About 38 million Americans get migraine. Chances are you know someone who has this often debilitating pain.
While the offer of the aspirin from your desk drawer came with the purest intentions, was it helpful?
When asked about the things they wish people close to them would stop doing, here’s what some folks with migraines had to say.
Don’t call it a headache.
Even if you have the best of intentions, calling your co-worker’s migraine "a headache" can be pretty cold comfort.
“I get a headache if I bump my head, or don’t sleep well, or I’m hung over,” said Omid Iravanipour, a landscape designer in New York City. “This is different.”
Calling migraines “headaches,” Iravanipour says, only fuels skepticism about how they really affect people.
“People say to me, ‘I get headaches, too, and I don’t have to leave work for that,’” he says.
A migraine isn’t a run-of-the-mill headache. It’s a neurological condition than can bring many symptoms besides severe, throbbing head pain (as if that weren’t enough).
Those things might include:
- Numbness in the face and limbs
- Extreme sensitivity to sound, light, touch, and smell
It can affect your vision, too. That doesn’t sound so much like your average headache, does it?
Don’t doubt me.
When your friend feels a migraine coming on, he needs to act fast. Maybe he needs to go home from work or class. He may need to turn off the lights and lie down under his desk.
When you question if his pain is real, you give him more pain.
Washington, D.C.-based marketing executive Meredith Braselman got her first migraine in kindergarten. Her teacher’s response? “Kids don’t get headaches,” Braselman says. Today, she still gets the same skepticism.
“I had a boss one time who seemed to think that maybe I was just trying to get out of work early.”
If you’ve never had a migraine, it can be hard to understand.
“It’s like, ‘How can you look so normal at one point and then say you have this horrible headache?’” says Gretchen Tietjen, MD, director of the Headache Research and Treatment Center at the University of Toledo in Ohio.
The World Health Organization ranks migraines as the sixth most disabling illness in the world. Doubting the existence of a migraine isn't just hurtful to your friend, Tietjen says. It also contributes to the stigma people who get migraines face.
That might keep people from getting help for their migraine when they need it.

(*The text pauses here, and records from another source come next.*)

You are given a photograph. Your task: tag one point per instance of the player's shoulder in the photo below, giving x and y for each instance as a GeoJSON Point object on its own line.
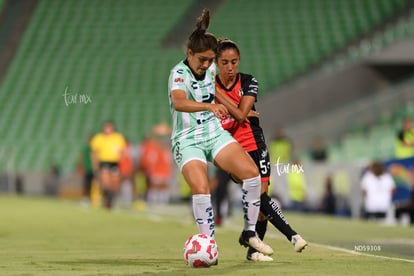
{"type": "Point", "coordinates": [180, 68]}
{"type": "Point", "coordinates": [244, 77]}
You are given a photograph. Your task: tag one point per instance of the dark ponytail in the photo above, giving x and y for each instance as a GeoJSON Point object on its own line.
{"type": "Point", "coordinates": [200, 40]}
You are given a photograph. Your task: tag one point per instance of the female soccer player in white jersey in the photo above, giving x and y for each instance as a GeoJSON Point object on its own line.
{"type": "Point", "coordinates": [198, 137]}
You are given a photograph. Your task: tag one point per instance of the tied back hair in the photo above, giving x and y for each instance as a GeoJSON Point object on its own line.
{"type": "Point", "coordinates": [200, 40]}
{"type": "Point", "coordinates": [225, 44]}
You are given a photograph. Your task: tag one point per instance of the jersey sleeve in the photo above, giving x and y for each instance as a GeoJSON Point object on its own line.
{"type": "Point", "coordinates": [176, 81]}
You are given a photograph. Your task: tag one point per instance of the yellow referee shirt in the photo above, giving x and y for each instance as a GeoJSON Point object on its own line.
{"type": "Point", "coordinates": [108, 148]}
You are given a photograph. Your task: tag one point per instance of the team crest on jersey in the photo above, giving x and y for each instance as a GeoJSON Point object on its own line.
{"type": "Point", "coordinates": [179, 80]}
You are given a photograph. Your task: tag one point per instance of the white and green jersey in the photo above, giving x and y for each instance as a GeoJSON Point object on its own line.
{"type": "Point", "coordinates": [196, 126]}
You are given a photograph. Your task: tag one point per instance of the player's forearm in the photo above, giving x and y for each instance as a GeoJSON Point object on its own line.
{"type": "Point", "coordinates": [185, 105]}
{"type": "Point", "coordinates": [231, 106]}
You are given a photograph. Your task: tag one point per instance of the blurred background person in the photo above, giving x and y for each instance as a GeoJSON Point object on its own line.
{"type": "Point", "coordinates": [107, 149]}
{"type": "Point", "coordinates": [318, 151]}
{"type": "Point", "coordinates": [157, 164]}
{"type": "Point", "coordinates": [127, 172]}
{"type": "Point", "coordinates": [377, 187]}
{"type": "Point", "coordinates": [85, 169]}
{"type": "Point", "coordinates": [404, 144]}
{"type": "Point", "coordinates": [281, 147]}
{"type": "Point", "coordinates": [328, 202]}
{"type": "Point", "coordinates": [296, 187]}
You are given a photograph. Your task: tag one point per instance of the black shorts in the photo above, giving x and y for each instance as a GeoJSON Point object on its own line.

“It’s frustrating when people won't get help for their migraine because they compare themselves to me or other people who have chronic migraine," says Janet Geddis, an Athens, GA-based bookstore owner.
"If a headache interrupts your ability to function normally or to enjoy life, talk to your doctor -- even if your symptoms don't seem to you as bad as they could be,” she says.
Even folks who get migraines can be guilty of second-guessing others.
“Some people with migraine dismiss other people’s migraine complaints because they don't match up with that person's typical attack symptoms,” Geddis says.
In fact, no two folks with migraines are alike. Triggers, pain, symptoms, and preferred treatments can vary widely from one person to the next.
Don’t give me advice.
Yes, you were trying to help because you care. Still, tips on how to prevent or cure a migraine can be frustrating to someone who may have already tried everything, or who knows very well what her triggers are.
Put simply, your friend probably has a lot more experience with migraine prevention and remedies than you do. Your advice might even come off as a little judgmental.
“I know people just want to be helpful, but when you tell me I’m getting migraines because I’m not living healthy, it’s kind of an intrusion,” Iravanipour says.
Even what helped ease your mother’s migraines might not work for someone else. Even something a doctor suggests may not work.
“It’s all trial and error,” Tietjen says. “For one person, [something] might make a huge difference, and for someone else it makes no difference at all.”
What can you say to your friend then? “Is there anything that helps?” might sound a little kinder than “You should eat more kale.”
It’s hard to see your loved one in pain. You just want to help. In reality, probably the most helpful thing you can do is leave your friend alone.
The most common symptoms of migraine are extreme sensitivity to light and noise. All your friend might want is a dark, quiet room. For some, it might actually hurt to move. So don’t even rearrange those pillows, no matter how badly you want to.
When Iravanipour got a migraine in college, his roommates were so worried they checked on him every 10 minutes. It was excruciating. It hurt just to speak the words, “I’ll be fine.” But it’s not easy to tell well-intentioned friends to get lost.
“My husband can be a great nurse,” says Braselman, “but there are times when I just need him to draw the blinds, turn off the TV, and leave the room.”